I stared at the culprit; Wilder, who still stood with his hands in his pockets like a reprimanded child.
“I can’t imagine how you feel,” he said to me, coming out from the recesses of his own mind, “but he was a good man. He’s also a dead man. Whatever lies he might have told you, you have to at least realize that he wasn’t allowed to tell you. Don’t Ask Don’t Tell would have made it illegal for him to tell you.”
I stood in silence. He had so much to say, I knew it. I could see the restraint in the way he would not lean closer to me, though his posture indicated that he wanted to do nothing else.
“You can hate the fact that he lied to you,” he said, his eyes pleading for me to understand, “but don’t hate him. He can’t make amends for it now, and I’m sure he would want to.”
He looked away for a moment, his brows furrowed with dark shadows.
“Jesus Christ, Lorelei,” he finally released the pressure that was bubbling beneath him like hot water in a kettle, his voice rising, “the guy did the same job as you, taking apart bombs, and you said yourself he was good at it. At what point did him fucking men change that? He’s a war hero that died. Show him some fucking respect. You once accused me of being homophobic, but Jesus, have you listened to yourself?”
I looked down in shame.
I remembered every gay joke that I had ever said in front of Charles – Is it only gay if you enjoy it? Is it only gay if you push back? Is it only gay if you reach around? – and I wracked my brain to see if I had, at any point, offended him with it. I couldn’t find a single clue. Then again, I hadn’t been looking for it at the time.
I had once thought that I knew Charles; he and I were a pair, we were battle buddies. I wonder now if he regarded me the same way.
What about Wilder? Did he look at me with the same trust and affection that I looked at him? Or was I sadly mistaken again?
I looked at Wilder, and wanted to kiss him, to beg him to tell me if I was special, to lay it all down on the line and let me know exactly where I stood. I wanted to fall into his arms and weep. I wanted to be with him because it was all I had.
I had no one else.
He was all that I had before me, and how fortunate it was that he found me. How fortunate it was that he still held me and touched me and spoke to me. There were so many voices in my mind, so many erratic sounds and the horrible ringing that I had begun to wonder if I would ever tell the difference between the truth and the appearance of truth.
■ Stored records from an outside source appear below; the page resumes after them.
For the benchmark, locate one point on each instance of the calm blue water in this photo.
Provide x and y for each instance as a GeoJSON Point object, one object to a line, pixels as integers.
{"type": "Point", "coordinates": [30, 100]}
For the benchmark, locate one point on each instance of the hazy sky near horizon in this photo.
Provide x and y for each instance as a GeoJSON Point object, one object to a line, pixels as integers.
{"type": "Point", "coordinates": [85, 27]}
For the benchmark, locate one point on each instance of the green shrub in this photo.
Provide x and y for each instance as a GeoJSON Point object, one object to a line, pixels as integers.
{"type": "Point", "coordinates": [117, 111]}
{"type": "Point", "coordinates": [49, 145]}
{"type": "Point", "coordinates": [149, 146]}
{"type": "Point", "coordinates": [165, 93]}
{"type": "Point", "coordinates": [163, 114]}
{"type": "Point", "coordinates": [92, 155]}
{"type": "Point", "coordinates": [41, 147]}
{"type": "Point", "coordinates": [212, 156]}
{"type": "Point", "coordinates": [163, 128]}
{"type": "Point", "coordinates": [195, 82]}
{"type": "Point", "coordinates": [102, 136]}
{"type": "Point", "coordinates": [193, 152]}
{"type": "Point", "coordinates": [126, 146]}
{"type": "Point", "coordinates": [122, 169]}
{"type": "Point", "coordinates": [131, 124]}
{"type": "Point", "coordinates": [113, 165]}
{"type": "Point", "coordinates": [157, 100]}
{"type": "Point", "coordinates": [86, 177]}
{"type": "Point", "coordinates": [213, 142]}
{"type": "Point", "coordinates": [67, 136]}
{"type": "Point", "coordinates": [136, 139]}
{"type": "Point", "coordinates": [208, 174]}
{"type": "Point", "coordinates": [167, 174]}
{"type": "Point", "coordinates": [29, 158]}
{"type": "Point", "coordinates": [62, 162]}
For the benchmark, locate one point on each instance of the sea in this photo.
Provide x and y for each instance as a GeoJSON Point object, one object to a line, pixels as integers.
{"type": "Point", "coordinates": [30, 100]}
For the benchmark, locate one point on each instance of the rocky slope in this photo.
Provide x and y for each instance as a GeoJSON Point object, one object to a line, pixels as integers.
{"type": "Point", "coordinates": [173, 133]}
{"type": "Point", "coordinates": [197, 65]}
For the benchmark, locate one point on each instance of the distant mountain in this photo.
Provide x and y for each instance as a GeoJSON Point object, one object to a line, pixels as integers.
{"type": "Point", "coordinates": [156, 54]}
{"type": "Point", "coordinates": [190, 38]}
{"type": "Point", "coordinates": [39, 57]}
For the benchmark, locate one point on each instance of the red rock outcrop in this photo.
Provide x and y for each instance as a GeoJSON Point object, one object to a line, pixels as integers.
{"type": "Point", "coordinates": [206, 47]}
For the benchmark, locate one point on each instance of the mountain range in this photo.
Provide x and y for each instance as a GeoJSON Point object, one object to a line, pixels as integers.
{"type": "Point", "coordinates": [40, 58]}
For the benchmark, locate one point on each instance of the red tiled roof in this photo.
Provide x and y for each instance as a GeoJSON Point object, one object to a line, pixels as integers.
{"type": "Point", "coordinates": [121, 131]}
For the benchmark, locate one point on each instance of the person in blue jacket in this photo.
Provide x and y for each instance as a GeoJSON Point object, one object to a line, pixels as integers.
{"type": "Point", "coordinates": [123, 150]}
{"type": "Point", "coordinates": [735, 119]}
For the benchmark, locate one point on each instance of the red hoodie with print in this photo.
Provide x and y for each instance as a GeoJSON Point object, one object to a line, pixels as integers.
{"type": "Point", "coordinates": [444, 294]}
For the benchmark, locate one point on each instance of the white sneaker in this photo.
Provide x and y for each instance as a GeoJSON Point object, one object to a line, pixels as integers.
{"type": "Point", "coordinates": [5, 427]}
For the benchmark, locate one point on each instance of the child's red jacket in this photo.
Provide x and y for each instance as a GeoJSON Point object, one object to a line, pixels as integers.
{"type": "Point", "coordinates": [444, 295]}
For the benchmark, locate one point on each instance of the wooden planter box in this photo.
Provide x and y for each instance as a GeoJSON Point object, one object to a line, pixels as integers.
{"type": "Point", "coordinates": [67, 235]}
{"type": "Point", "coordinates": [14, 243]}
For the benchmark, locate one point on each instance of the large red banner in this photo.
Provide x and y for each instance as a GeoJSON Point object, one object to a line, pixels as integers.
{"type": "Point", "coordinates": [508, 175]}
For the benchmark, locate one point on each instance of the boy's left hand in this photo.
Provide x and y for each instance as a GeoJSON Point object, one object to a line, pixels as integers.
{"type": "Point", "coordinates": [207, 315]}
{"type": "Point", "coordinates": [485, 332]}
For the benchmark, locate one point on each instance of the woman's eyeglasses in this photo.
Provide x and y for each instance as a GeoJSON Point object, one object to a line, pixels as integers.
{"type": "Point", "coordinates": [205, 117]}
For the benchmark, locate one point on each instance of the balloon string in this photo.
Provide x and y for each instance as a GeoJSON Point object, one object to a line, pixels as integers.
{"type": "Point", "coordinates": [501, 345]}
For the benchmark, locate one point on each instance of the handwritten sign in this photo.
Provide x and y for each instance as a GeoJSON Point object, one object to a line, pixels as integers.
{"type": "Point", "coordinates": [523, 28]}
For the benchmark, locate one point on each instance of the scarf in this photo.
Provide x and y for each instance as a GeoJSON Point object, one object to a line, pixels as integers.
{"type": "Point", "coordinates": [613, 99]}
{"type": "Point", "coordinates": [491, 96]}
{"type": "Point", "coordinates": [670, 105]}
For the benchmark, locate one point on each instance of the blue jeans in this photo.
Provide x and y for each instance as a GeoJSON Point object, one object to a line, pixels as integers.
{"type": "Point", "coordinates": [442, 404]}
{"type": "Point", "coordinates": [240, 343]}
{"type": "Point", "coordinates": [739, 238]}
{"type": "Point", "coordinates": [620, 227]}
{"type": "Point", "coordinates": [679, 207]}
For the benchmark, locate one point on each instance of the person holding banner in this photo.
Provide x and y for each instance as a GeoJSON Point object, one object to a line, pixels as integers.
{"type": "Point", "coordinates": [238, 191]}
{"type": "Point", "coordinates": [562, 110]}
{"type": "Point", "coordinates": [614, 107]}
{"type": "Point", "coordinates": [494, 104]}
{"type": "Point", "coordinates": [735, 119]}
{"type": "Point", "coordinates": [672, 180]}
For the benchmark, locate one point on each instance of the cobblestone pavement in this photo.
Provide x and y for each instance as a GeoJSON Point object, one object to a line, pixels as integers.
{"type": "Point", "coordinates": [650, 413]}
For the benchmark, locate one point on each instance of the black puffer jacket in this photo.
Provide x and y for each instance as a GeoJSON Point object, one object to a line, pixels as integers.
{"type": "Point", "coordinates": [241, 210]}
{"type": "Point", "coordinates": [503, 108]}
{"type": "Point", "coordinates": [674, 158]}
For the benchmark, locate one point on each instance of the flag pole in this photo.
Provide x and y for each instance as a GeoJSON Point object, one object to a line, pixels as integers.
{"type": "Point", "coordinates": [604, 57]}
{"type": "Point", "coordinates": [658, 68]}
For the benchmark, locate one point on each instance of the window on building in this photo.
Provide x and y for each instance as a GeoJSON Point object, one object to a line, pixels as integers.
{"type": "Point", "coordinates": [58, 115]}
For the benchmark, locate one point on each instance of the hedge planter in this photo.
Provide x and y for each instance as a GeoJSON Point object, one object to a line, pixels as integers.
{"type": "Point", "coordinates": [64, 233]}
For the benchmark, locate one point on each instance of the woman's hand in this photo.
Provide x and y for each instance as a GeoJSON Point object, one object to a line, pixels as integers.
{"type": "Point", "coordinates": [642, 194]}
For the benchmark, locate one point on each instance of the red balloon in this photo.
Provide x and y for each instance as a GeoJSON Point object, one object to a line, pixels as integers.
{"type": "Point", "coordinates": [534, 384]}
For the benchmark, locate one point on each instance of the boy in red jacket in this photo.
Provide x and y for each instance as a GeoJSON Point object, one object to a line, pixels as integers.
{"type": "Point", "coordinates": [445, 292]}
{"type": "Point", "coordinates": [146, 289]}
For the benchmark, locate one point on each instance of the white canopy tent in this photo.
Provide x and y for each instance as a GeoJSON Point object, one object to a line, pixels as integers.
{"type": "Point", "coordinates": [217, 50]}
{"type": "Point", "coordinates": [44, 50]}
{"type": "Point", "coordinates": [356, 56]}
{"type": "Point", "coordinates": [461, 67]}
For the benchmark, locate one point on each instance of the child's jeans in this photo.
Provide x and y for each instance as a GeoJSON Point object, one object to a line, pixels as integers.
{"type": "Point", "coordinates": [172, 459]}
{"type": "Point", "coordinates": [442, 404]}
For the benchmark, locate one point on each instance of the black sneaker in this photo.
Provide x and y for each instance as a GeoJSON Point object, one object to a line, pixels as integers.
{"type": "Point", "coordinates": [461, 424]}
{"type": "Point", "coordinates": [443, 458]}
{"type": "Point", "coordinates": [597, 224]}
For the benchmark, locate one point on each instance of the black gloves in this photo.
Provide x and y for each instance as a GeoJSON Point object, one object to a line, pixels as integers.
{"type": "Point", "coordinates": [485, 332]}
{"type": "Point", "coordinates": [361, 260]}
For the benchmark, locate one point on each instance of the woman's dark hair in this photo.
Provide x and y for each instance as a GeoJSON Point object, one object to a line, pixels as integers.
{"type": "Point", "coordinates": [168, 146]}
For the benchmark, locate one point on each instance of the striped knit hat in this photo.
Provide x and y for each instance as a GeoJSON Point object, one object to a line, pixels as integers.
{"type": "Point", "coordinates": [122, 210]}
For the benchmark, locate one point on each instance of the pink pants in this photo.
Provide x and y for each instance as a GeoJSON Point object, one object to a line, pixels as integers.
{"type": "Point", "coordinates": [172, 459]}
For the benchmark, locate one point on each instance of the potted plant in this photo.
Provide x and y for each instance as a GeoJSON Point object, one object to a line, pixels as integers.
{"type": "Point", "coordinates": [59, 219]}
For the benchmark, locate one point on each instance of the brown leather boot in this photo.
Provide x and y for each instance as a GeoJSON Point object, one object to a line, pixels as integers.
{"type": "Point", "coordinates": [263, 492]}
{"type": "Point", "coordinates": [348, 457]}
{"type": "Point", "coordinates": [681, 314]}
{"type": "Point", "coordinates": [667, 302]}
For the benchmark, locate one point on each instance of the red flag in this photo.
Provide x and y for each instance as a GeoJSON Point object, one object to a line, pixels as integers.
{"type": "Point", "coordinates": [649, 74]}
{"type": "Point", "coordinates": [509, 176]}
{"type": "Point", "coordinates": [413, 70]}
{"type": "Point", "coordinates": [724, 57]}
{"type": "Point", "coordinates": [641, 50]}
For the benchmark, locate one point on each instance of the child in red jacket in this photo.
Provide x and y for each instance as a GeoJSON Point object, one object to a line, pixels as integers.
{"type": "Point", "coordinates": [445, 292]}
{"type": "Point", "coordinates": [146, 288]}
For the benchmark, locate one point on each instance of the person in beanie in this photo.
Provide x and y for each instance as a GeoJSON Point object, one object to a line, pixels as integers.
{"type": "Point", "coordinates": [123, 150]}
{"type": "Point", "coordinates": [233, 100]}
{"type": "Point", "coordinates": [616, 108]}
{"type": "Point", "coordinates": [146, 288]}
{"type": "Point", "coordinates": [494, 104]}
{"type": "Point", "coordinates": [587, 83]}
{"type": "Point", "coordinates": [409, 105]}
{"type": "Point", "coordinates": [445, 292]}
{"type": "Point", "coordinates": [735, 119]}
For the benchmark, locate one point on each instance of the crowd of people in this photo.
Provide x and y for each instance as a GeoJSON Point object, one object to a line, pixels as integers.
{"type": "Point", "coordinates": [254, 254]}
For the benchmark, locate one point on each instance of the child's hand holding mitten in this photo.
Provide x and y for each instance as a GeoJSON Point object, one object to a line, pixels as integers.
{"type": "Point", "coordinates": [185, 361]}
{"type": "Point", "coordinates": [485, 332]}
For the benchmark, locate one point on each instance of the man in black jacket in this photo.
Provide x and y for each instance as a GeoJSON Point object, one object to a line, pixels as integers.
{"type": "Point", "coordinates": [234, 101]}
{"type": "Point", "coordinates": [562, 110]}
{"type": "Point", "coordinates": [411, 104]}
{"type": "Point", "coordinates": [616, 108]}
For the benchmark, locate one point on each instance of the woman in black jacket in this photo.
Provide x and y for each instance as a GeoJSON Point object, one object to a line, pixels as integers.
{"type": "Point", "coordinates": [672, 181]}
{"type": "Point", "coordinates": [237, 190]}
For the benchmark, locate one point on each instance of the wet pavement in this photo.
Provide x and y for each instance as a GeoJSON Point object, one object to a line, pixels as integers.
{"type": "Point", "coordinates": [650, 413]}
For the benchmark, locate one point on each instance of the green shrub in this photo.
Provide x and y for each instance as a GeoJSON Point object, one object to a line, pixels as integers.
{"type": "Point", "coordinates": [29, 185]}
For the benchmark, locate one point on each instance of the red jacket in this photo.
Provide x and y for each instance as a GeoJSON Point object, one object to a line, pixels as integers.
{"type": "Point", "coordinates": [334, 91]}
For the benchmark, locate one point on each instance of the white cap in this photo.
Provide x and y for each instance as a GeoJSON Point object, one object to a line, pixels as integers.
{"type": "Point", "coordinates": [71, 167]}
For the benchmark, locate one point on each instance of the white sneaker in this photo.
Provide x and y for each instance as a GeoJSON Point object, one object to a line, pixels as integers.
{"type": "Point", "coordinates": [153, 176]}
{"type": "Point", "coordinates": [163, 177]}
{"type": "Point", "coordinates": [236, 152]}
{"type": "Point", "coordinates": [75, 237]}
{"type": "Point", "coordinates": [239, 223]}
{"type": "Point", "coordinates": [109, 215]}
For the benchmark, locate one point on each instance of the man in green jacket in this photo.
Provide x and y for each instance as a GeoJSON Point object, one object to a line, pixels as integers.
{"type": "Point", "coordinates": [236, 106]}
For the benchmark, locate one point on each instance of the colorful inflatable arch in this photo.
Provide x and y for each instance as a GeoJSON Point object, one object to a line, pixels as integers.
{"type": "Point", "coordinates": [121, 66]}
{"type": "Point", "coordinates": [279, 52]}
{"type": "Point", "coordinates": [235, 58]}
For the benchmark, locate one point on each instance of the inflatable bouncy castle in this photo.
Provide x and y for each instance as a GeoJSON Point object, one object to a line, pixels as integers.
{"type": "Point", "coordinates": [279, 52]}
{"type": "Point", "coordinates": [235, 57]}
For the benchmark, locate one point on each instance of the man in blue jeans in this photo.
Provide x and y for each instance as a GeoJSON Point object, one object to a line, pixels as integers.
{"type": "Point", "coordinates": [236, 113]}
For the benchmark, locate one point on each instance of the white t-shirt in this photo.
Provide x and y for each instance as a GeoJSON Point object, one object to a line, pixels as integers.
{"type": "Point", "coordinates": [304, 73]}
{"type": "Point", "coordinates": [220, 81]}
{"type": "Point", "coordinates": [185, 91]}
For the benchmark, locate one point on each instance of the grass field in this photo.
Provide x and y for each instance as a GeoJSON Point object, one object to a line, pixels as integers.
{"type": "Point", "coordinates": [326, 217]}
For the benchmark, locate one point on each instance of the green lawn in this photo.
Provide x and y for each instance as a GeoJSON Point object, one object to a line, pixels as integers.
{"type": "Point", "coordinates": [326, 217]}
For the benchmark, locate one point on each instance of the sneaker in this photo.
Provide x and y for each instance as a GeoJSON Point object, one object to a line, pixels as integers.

“I know what you are going through,” he said, his voice insisting.
He hadn’t stopped pouring into me with his static gaze. I didn’t know what secrets he had come back from Afghanistan with. I didn’t know if he had come from a shaken reality the way I had. I was almost ashamed to realize that this guy who I had kissed a million times over might be more than what I had thought he was.
I had a vision of him that was clean and clear.